Freies Lernen ohne Druck und Paukwissen

Die Højskole war für Grundtvig der Eckstein, auf dem er eine lebenswerte Gesellschaft errichten wollte. Freie Bildung ohne Druck und ohne Paukwissen für alle, stattdessen lernen in einer Gemeinschaft, die auch zusammen lebt. Der Denker wollte vor allem den Geist der Menschen bilden. Seine Ideen klingen wie eine Blaupause für Hippieträumereien des 20. Jahrhunderts – erfunden in Dänemark, dem offiziell glücklichsten Land Europas.

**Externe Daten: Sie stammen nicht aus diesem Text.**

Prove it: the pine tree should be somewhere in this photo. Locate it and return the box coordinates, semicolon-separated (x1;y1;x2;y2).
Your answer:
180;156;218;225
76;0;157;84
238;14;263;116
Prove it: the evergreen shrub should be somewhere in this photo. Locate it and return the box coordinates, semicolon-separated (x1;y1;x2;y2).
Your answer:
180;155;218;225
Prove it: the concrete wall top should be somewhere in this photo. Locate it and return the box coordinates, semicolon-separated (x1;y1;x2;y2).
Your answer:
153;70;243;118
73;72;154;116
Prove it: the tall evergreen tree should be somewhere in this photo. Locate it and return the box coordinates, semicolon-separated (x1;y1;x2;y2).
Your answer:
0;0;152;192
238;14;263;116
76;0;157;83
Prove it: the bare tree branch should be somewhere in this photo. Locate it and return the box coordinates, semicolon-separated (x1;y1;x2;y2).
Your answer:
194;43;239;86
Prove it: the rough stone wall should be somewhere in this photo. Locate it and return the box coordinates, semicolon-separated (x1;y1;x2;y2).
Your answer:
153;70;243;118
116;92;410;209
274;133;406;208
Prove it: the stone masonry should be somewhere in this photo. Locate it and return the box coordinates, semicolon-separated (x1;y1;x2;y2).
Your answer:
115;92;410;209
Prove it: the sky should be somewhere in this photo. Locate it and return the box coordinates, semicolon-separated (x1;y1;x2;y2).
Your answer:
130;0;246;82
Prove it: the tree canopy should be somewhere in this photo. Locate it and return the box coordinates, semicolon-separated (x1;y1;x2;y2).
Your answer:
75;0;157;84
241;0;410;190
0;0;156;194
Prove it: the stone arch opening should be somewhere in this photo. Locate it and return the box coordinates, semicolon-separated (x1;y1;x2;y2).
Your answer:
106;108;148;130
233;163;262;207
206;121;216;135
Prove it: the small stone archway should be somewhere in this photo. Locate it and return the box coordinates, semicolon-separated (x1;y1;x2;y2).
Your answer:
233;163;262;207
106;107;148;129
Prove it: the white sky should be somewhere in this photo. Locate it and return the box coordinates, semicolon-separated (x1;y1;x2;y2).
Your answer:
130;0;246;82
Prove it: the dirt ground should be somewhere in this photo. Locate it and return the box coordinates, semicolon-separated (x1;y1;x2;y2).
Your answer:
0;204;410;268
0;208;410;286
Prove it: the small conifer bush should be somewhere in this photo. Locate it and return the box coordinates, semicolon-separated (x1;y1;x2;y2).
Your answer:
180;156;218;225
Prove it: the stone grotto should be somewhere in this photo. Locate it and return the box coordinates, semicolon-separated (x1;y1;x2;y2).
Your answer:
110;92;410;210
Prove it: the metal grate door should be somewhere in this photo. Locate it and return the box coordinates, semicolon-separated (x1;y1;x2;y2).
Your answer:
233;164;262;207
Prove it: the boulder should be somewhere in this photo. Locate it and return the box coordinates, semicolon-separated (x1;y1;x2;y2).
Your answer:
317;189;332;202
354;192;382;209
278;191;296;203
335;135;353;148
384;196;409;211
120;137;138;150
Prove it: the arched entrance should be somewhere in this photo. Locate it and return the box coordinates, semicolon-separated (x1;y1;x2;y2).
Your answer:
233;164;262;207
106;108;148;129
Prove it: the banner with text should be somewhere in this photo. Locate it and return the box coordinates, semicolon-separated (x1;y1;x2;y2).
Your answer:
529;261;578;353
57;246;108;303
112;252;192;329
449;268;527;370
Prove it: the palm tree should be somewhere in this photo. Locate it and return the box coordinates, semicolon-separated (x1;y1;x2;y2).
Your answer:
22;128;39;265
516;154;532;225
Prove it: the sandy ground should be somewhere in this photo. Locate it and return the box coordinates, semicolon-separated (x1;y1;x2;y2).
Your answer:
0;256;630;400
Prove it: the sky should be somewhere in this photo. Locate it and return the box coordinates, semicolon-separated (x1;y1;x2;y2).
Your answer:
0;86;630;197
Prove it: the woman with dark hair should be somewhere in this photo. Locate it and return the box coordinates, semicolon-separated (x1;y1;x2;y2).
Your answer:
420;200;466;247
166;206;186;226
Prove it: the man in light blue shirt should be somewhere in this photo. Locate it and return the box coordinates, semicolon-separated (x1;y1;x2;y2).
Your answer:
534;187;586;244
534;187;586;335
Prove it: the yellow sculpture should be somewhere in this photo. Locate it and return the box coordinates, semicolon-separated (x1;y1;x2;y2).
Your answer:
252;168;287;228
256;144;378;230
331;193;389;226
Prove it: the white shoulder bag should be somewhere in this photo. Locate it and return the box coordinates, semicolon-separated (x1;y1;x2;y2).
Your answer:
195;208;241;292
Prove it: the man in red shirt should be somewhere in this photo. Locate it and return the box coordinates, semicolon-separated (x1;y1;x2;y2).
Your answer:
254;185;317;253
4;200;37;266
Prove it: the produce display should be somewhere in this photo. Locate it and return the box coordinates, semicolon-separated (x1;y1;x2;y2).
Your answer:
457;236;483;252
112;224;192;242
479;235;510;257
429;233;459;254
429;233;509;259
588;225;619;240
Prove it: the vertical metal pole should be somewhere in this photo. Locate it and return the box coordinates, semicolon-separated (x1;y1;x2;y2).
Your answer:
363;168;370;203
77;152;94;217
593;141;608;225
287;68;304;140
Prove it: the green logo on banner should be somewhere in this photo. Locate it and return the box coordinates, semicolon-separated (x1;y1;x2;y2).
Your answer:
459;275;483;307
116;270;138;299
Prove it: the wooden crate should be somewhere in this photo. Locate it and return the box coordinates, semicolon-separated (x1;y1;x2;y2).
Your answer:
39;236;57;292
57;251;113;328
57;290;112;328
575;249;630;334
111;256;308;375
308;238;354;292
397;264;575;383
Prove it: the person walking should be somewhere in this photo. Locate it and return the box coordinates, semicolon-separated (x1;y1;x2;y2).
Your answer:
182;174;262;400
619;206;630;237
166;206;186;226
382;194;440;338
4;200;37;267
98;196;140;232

Deutschland ist anders getaktet. Nur noch 12 statt 13 Jahre bis zum Abitur, den Bachelor-Abschluss möglichst in drei Jahren – junge Erwachsene geraten oft in einen Geschwindigkeitsrausch, in dem Pausen nicht als Gewinn, sondern als Störung im Wettlauf Richtung Arbeitsmarkt gelten.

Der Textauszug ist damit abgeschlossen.